Jika sisi manfaatnya bisa memberi keuntungan bagi pengusaha bermodal, kenapa hal itu tidak di beri kesempatan bagi masyarakat yang memiliki usaha kecil minuman lokal (Bobo, cap tikus). dan jika dari sisi lain dimana semua jenis minuman keras (Miras) bisa menimbulkan tindak Kriminal serta merusak kesehatan tubuh manusia, “kenapa Hanya Minuman Lokal (bobo, cap tikus) yang di Tangkap sedangkan minuman keras Vodka dan lain-lain bebas di jual di mana mana.
Tentunya hal ini menimbulkan tanggapan negatif dari kalangan masyarakat awam, dimana masyarakat men-duga hukum di kota Nabire hanya “Tajam Kemasyarakat kecil dan Tumpul Ke Pengusaha bermodal”
“Seperti Judi, Miras dan tempat hiburan malam yang berbau prostitusi sudah ada sejak dulu kala. Jika di pandang hal itu tidak bisa di berantas, setidaknya di lakukan Penertiban secara merata terhadap semua Pengusaha Tempat Hiburan Malam (THM), pengusaha miras Lokal maupun miras beridzin serta semua tempat – tempat Perjudian yang ada di Nabire.
Adakah solusi dari Pemerintah Kabupaten Nabire untuk memberantas atau menertipkan ketiga hal tersebut di atas?

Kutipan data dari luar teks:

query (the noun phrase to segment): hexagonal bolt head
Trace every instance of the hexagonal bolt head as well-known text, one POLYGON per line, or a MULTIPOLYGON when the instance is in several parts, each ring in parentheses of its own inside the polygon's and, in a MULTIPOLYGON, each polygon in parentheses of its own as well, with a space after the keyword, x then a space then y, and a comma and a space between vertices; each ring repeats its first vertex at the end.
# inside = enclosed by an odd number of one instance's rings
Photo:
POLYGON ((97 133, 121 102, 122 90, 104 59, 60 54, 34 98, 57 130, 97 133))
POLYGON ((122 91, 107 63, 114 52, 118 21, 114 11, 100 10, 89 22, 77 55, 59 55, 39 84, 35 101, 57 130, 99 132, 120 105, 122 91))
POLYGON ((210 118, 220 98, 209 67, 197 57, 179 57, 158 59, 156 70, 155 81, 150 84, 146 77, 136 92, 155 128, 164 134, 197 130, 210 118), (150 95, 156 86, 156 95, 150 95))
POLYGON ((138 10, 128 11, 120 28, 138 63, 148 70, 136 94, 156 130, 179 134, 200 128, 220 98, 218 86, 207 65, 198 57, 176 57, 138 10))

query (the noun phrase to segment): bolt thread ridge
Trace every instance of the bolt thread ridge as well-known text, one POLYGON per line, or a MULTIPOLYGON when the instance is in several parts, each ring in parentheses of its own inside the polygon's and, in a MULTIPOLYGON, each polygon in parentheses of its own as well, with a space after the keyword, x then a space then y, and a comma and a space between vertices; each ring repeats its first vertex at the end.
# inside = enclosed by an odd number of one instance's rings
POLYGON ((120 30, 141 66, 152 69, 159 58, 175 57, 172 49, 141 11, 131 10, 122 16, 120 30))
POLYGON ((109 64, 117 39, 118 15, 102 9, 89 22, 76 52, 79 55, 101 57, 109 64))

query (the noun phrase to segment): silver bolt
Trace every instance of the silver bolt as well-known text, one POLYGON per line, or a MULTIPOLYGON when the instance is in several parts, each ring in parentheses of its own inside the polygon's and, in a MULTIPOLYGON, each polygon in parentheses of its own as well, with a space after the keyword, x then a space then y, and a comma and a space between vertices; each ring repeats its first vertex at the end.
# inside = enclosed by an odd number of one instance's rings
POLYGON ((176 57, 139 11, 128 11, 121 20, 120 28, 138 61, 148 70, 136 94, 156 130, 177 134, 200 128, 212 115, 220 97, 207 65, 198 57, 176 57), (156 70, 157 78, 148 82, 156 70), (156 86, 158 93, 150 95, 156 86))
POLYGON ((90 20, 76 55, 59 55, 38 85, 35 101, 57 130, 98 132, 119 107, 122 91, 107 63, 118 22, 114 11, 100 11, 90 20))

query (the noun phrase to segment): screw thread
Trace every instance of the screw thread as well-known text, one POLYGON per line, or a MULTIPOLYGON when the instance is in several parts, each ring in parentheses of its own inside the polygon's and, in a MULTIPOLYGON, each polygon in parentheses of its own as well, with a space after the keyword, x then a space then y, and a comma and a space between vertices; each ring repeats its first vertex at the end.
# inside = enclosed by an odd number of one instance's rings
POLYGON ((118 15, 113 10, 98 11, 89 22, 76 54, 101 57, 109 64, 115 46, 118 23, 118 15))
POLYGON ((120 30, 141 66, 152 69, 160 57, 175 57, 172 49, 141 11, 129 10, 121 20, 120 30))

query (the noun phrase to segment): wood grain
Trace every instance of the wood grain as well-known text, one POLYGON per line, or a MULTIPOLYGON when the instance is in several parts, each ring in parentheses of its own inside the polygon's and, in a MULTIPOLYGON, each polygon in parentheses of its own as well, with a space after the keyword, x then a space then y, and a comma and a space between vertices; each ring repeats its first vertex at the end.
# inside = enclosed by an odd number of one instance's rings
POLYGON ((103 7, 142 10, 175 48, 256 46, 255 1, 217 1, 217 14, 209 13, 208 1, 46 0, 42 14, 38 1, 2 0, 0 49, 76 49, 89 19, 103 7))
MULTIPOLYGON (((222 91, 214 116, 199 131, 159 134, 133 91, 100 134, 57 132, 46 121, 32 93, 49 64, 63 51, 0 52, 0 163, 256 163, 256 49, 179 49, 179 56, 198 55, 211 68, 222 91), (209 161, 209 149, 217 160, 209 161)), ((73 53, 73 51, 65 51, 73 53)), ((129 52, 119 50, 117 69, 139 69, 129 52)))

jika ketiga hal tersebut tidak bisa di berantas hanya karena kepentingan oknum – oknum tertentu, sebaiknya di tertipkan dan di beri ruang, tempat di wilayah tertentu agar bisa menjadi keuntungan atau pendapatan Daerah itu sendiri, dan bukan untuk kepentingan sendiri-sendiri.